Today I received a box, and in that box were six objects with a certain degree of heft, a solidity I did not quite expect. The objects in question were copies of my new book, Aristotle on the Nature of Truth.
It is difficult to articulate how strange it is to hold in one’s hands the concrete manifestation of years of intellectual labor. It feels so … mundane, so … prosaic. It is a book, like the thousands of other books one finds all around one. And when you show it to someone, they celebrate with you a bit, saying how proud you must be, how great it is that this thing here is accomplished.

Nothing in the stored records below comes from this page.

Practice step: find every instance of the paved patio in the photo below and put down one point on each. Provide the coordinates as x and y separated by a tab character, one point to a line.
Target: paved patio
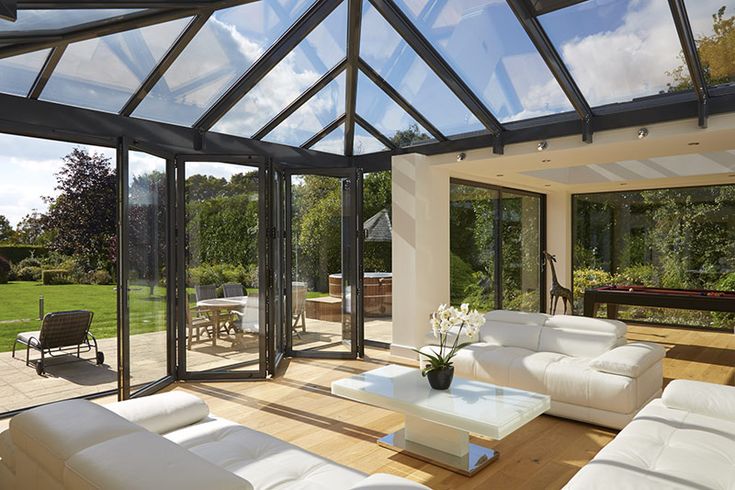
67	377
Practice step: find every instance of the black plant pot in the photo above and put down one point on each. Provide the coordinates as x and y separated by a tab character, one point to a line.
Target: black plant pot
441	379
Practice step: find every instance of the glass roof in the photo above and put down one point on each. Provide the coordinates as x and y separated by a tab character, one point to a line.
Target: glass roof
127	57
712	23
322	49
42	20
19	72
617	50
614	50
220	53
486	45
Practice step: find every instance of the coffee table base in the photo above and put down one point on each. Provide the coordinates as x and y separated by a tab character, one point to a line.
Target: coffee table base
476	459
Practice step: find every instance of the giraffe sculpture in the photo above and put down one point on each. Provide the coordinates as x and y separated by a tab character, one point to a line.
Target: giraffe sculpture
557	290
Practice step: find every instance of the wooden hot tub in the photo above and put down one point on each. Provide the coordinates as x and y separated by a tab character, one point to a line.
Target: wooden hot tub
378	289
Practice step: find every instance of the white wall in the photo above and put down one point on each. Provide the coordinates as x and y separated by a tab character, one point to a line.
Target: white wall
420	248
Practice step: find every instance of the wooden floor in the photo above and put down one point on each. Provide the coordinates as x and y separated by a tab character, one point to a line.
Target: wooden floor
297	407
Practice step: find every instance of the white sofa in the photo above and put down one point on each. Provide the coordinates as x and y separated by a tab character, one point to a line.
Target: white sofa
162	441
585	365
685	440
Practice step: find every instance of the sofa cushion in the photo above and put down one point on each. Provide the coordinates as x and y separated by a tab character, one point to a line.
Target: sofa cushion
51	434
142	461
664	448
703	398
511	334
576	343
615	327
630	360
263	460
163	412
520	317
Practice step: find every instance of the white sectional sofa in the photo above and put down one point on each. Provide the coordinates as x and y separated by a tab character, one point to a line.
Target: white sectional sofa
685	440
585	365
167	441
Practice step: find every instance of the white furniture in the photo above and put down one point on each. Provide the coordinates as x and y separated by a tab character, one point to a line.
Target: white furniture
585	365
685	440
167	441
438	423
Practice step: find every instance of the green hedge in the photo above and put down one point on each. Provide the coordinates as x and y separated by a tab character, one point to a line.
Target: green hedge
52	277
16	253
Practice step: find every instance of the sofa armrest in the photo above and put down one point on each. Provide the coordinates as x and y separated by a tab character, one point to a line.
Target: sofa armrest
629	360
383	481
702	398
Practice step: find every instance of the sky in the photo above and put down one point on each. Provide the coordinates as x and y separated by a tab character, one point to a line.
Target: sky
616	50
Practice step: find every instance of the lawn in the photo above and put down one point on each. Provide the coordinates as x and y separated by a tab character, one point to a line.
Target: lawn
19	308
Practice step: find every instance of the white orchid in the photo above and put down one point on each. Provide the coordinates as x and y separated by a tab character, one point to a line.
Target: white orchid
448	319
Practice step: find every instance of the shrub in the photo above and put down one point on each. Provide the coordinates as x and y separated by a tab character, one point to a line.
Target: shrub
4	271
52	277
28	273
101	277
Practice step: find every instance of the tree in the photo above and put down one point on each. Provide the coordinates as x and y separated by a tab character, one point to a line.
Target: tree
6	230
82	216
716	53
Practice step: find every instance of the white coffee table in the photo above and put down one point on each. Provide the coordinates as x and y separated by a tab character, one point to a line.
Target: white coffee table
438	423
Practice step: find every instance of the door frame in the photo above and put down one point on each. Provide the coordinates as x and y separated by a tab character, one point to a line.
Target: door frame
355	240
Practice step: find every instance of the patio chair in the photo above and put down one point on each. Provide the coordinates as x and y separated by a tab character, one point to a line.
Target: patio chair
233	289
205	291
61	332
298	305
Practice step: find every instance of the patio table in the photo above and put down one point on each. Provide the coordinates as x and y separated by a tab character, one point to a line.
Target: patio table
217	305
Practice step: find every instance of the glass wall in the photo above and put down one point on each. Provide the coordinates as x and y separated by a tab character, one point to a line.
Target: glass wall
672	238
57	254
147	268
377	257
223	313
495	244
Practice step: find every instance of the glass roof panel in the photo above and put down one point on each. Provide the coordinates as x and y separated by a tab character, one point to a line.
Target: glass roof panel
386	116
323	48
617	50
220	53
316	114
365	142
18	73
715	38
484	42
127	57
334	142
41	20
394	60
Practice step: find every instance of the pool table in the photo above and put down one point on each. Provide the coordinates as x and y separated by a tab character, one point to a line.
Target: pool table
683	299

And of course, this is a book about Aristotle, indeed, about the nature of truth in Aristotle, not exactly the sort of book most people find easily accessible. So the discussion focuses, as it must, on the thing itself – this book here, which is so obviously something real … not like those hours of work and thought in dialogue with commentators both long dead and still living.

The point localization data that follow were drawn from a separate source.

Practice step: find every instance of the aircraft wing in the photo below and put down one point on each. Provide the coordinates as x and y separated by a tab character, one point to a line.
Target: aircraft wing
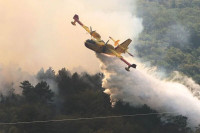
122	48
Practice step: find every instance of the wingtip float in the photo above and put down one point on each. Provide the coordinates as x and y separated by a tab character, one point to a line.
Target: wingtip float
99	46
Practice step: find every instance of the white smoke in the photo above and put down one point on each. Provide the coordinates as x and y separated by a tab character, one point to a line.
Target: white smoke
10	78
140	87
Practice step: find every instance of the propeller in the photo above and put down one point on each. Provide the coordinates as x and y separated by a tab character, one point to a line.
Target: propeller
107	42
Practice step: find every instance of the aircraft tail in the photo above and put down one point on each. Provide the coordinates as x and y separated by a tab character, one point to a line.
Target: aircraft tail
116	42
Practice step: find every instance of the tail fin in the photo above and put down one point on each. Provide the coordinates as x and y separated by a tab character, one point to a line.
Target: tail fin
128	68
76	18
116	42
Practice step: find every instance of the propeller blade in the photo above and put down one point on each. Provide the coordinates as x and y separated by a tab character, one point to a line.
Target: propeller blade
107	41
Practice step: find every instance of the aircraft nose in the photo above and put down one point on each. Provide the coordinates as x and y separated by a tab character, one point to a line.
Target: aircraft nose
86	44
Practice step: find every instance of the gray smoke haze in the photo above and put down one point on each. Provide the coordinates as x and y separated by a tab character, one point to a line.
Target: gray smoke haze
141	86
10	78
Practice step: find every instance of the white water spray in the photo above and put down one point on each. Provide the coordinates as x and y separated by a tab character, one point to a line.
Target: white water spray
140	87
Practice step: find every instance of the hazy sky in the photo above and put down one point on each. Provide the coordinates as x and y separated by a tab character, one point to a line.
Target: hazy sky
38	33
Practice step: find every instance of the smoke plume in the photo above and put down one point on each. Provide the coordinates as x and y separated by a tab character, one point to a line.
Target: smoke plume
141	86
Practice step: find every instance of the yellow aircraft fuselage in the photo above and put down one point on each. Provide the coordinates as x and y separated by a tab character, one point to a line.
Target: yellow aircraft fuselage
99	46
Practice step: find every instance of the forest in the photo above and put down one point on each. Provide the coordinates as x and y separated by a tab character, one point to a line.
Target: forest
170	40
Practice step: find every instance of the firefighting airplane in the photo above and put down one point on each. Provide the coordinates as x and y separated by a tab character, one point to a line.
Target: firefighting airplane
99	46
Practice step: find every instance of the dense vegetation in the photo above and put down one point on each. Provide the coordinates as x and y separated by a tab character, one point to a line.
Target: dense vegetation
77	96
170	40
171	36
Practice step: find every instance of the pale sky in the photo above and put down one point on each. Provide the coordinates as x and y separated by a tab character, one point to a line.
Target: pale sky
38	33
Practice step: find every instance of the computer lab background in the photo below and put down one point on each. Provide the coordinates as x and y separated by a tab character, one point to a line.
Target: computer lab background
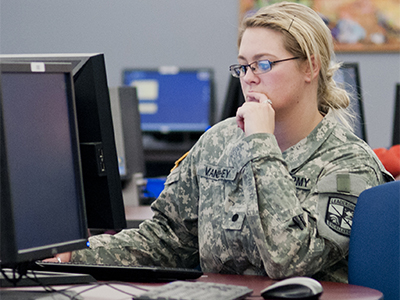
182	33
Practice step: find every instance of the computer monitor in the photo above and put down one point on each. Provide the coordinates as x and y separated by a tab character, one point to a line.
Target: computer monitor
348	78
102	184
396	118
42	198
173	99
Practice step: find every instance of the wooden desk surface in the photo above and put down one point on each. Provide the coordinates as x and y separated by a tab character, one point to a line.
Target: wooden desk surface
332	291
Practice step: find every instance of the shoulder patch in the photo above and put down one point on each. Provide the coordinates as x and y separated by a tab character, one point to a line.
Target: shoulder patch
179	161
339	215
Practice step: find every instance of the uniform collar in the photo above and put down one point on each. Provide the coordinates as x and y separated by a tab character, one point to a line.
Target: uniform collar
296	155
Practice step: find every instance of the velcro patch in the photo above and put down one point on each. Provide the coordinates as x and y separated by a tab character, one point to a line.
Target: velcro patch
339	215
217	172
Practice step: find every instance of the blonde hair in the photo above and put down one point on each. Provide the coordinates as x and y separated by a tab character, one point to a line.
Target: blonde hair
306	35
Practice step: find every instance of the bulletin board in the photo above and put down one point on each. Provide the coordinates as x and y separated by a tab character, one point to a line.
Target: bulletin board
356	25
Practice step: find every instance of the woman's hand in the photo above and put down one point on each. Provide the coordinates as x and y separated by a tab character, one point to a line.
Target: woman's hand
61	257
256	115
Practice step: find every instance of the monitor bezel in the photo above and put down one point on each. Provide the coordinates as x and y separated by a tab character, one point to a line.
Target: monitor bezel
102	214
10	255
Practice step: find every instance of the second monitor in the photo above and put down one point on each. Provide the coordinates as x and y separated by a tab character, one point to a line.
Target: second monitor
173	99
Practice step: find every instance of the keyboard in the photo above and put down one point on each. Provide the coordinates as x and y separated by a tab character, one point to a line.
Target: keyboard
120	272
195	290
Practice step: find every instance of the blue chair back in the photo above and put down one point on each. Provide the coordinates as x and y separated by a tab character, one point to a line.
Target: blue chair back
374	259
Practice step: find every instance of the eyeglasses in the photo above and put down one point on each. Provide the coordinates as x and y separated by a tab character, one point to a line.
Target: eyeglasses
257	67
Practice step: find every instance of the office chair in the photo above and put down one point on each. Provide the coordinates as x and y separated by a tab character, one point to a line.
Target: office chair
374	258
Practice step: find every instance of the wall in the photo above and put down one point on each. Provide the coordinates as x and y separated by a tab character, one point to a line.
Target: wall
185	33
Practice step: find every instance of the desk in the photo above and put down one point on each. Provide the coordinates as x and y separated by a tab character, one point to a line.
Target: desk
332	291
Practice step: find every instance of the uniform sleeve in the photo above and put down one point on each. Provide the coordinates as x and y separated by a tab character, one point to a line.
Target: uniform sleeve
169	239
300	237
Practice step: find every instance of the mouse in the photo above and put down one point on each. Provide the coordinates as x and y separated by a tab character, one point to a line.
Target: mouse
304	288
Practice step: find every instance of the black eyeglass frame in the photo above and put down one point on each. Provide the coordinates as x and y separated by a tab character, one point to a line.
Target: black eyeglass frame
243	68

But this thing here, this object, has in it those hours of intimate struggle, those moments of self-doubt and exhilarating insight. I can open a page and recall almost palpably where I was sitting when I wrote that, or what was happening in my life when, in the course of its development, that specific part of the book found the words to give it shape.
Strange now, though, that this intimate and very personal struggle is now a concrete something for others to share, if they so choose. And while I hope they do engage it in a substantive way, still, it is likely that the thing itself, this book here, is just a mile marker on a longer road that seeks to put words in the service of relational justice.